Skip to main content
Run ML training and inference on A100 and H100 GPUs. Use Python execution for scripts or Docker for custom environments.

PyTorch Training on GPU

Train a model using the CLI with GPU acceleration:
lyceum python run train.py -m gpu.a100 -r requirements.txt
# train.py
import torch
import torch.nn as nn
import torch.optim as optim
from torchvision import datasets, transforms
from torch.utils.data import DataLoader

device = torch.device("cuda" if torch.cuda.is_available() else "cpu")
print(f"Using device: {device}")

if torch.cuda.is_available():
    print(f"GPU: {torch.cuda.get_device_name(0)}")

# Load MNIST
transform = transforms.Compose([
    transforms.ToTensor(),
    transforms.Normalize((0.1307,), (0.3081,))
])

train_data = datasets.MNIST('./data', train=True, download=True, transform=transform)
test_data = datasets.MNIST('./data', train=False, transform=transform)

train_loader = DataLoader(train_data, batch_size=64, shuffle=True)
test_loader = DataLoader(test_data, batch_size=1000)

# Define model
model = nn.Sequential(
    nn.Flatten(),
    nn.Linear(28*28, 512),
    nn.ReLU(),
    nn.Dropout(0.3),
    nn.Linear(512, 10)
).to(device)

optimizer = optim.Adam(model.parameters(), lr=0.001)
criterion = nn.CrossEntropyLoss()

# Train
for epoch in range(5):
    model.train()
    for batch_idx, (data, target) in enumerate(train_loader):
        data, target = data.to(device), target.to(device)
        optimizer.zero_grad()
        loss = criterion(model(data), target)
        loss.backward()
        optimizer.step()

    # Evaluate
    model.eval()
    correct = 0
    with torch.no_grad():
        for data, target in test_loader:
            data, target = data.to(device), target.to(device)
            correct += (model(data).argmax(1) == target).sum().item()

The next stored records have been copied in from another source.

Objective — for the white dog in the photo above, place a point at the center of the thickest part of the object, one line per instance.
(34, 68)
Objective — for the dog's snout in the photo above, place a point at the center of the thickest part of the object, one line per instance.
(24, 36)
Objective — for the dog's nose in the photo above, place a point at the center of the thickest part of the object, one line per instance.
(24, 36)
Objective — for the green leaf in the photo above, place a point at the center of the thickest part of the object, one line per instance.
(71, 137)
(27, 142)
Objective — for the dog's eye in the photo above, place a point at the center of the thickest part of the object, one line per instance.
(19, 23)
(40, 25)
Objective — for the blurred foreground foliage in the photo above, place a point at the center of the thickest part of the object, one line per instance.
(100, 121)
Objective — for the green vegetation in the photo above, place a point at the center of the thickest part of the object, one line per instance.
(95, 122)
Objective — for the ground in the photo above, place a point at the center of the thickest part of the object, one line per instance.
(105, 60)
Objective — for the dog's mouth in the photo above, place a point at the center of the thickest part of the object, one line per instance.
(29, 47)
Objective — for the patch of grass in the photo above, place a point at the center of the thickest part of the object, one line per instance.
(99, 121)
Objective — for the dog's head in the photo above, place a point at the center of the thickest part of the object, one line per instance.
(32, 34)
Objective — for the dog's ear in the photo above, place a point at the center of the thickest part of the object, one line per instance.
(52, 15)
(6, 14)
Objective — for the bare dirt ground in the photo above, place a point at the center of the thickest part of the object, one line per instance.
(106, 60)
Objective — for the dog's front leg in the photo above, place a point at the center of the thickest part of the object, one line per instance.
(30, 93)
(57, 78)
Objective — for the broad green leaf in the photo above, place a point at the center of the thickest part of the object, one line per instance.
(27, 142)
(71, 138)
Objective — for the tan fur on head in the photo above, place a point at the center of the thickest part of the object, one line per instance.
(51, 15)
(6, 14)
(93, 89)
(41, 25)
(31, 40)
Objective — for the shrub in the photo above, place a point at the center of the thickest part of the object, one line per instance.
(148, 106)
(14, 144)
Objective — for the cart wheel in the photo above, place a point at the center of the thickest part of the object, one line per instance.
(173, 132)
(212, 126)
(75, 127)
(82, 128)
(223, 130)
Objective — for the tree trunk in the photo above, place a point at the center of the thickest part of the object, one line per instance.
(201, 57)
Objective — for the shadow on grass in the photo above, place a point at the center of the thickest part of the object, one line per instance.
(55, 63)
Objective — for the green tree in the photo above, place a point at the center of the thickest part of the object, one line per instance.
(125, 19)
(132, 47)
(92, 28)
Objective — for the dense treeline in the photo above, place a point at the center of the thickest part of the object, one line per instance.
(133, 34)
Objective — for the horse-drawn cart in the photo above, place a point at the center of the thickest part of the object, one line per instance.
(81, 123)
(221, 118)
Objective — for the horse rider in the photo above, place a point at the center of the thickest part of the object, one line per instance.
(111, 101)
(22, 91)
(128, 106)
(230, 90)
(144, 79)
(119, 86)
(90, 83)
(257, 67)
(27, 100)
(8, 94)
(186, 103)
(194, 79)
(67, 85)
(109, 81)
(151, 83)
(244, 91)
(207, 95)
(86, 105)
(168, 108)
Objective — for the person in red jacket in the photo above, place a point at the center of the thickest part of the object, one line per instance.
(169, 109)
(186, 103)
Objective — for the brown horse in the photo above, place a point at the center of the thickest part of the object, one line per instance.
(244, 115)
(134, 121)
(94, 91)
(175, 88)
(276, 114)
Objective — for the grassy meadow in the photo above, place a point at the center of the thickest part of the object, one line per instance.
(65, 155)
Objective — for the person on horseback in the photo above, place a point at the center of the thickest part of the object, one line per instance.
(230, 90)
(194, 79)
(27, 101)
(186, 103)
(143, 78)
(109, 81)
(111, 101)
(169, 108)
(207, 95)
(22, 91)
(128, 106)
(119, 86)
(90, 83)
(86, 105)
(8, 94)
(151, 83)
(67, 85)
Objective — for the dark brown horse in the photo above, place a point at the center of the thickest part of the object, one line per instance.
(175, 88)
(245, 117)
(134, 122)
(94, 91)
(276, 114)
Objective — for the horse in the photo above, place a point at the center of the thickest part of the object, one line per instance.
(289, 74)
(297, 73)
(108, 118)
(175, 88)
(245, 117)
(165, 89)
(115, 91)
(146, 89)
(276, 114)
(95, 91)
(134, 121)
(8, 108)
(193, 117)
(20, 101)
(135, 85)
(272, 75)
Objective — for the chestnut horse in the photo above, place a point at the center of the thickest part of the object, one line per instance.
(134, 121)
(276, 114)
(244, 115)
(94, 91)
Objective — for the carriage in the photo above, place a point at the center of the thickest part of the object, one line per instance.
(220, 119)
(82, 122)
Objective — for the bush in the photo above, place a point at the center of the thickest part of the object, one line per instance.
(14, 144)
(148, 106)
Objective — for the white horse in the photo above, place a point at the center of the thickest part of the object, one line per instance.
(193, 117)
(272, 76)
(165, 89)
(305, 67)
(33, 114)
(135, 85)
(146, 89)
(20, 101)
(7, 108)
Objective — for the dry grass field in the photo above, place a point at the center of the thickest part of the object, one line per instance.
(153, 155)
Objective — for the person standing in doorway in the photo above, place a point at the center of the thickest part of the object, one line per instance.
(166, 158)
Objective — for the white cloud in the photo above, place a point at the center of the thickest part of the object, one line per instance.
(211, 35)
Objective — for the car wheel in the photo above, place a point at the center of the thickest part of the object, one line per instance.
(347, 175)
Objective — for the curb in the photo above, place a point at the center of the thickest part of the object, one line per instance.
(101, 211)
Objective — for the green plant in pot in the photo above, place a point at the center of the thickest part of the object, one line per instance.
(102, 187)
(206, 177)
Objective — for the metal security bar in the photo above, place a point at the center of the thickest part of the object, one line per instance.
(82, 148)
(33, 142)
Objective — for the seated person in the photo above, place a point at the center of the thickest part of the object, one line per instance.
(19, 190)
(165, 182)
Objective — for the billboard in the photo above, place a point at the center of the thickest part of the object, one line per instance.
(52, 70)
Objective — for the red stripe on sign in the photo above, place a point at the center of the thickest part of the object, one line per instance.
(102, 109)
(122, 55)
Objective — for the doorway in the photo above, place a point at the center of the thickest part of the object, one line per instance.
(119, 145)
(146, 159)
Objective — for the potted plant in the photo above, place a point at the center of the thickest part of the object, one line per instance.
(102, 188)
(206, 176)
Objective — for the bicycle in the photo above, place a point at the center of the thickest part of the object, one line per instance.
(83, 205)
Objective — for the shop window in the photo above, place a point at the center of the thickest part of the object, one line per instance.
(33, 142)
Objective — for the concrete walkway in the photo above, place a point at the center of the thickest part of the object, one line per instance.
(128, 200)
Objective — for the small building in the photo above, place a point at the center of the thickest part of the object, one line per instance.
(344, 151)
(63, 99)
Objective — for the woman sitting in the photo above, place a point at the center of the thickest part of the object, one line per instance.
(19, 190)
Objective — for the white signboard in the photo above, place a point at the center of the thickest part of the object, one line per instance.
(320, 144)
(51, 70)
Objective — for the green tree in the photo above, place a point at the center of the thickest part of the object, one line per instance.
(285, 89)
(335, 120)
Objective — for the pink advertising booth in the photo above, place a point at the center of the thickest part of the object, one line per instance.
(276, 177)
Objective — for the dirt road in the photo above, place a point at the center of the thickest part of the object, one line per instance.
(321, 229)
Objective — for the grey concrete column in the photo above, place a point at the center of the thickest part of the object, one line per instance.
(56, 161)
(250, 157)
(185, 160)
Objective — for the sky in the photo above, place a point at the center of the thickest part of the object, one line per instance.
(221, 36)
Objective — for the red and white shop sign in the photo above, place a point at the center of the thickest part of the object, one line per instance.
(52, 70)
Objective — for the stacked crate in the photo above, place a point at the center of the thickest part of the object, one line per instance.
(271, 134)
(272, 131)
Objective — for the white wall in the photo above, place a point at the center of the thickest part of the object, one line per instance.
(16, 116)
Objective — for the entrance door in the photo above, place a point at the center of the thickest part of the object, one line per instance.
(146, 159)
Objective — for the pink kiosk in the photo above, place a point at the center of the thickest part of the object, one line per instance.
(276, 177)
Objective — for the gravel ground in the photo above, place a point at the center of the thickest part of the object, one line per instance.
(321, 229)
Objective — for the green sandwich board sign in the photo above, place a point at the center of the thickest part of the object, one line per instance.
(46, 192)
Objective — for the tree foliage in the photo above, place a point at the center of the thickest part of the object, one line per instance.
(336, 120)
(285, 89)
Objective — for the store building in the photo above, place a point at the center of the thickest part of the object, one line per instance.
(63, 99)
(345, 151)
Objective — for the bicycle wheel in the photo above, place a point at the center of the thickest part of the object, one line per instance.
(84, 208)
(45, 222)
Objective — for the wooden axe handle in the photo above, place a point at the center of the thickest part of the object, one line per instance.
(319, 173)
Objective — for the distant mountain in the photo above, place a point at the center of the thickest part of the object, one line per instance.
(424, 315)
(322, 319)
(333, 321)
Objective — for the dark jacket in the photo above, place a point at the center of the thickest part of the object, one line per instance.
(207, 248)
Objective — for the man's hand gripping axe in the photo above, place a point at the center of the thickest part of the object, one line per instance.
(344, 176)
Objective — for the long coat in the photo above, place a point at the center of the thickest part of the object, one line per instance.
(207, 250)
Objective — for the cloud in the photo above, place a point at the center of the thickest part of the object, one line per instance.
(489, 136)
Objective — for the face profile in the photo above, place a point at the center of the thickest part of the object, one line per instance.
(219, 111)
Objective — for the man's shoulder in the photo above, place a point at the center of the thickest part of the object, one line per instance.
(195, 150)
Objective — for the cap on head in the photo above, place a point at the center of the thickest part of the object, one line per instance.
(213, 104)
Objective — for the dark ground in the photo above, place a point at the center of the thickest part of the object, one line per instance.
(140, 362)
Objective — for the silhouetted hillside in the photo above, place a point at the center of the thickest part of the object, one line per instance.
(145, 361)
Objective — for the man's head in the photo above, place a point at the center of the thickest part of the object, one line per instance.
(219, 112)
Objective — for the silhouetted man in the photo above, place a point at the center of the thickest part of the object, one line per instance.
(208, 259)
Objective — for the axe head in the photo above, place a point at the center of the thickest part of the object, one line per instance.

    accuracy = 100. * correct / len(test_data)
    print(f"Epoch {epoch+1}: Test accuracy {accuracy:.1f}%")

# Save model to storage
torch.save(model.state_dict(), '/lyceum/storage/model.pth')
print("Model saved to storage")

Docker-based ML Training

Use a custom Docker image with pre-built dependencies:
lyceum docker run pytorch/pytorch:2.6.0-cuda12.4-cudnn9-runtime \
  -m a100 \
  -c "python /lyceum/storage/train.py" \
  -t 3600
Or via the API:
curl -X POST https://api.lyceum.technology/api/v2/external/execution/image/start \
  -H "Authorization: Bearer <TOKEN>" \
  -H "Content-Type: application/json" \
  -d '{
    "docker_image_ref": "pytorch/pytorch:2.6.0-cuda12.4-cudnn9-runtime",
    "docker_run_cmd": ["python", "/lyceum/storage/train.py"],
    "execution_type": "gpu",
    "timeout": 3600
  }'

Model Inference

Use the built-in inference service to deploy Hugging Face models:
# Deploy a model
lyceum infer deploy meta-llama/Llama-3-8B --hf-token <HF_TOKEN>

# Chat with the deployed model
lyceum infer chat -p "Explain gradient descent in one paragraph" -m meta-llama/Llama-3-8B

# Process an image
lyceum infer chat -p "Describe this image" -i photo.jpg

# Batch inference from JSONL
lyceum infer chat -b prompts.jsonl -m meta-llama/Llama-3-8B

# Spin down when done
lyceum infer spindown meta-llama/Llama-3-8B
Use execution_type: "gpu" or -m gpu.a100 / -m gpu.h100 for ML workloads. Most frameworks automatically use GPU when available.
GPU instances cost more than CPU. Use CPU for preprocessing and testing, GPU for actual training and inference.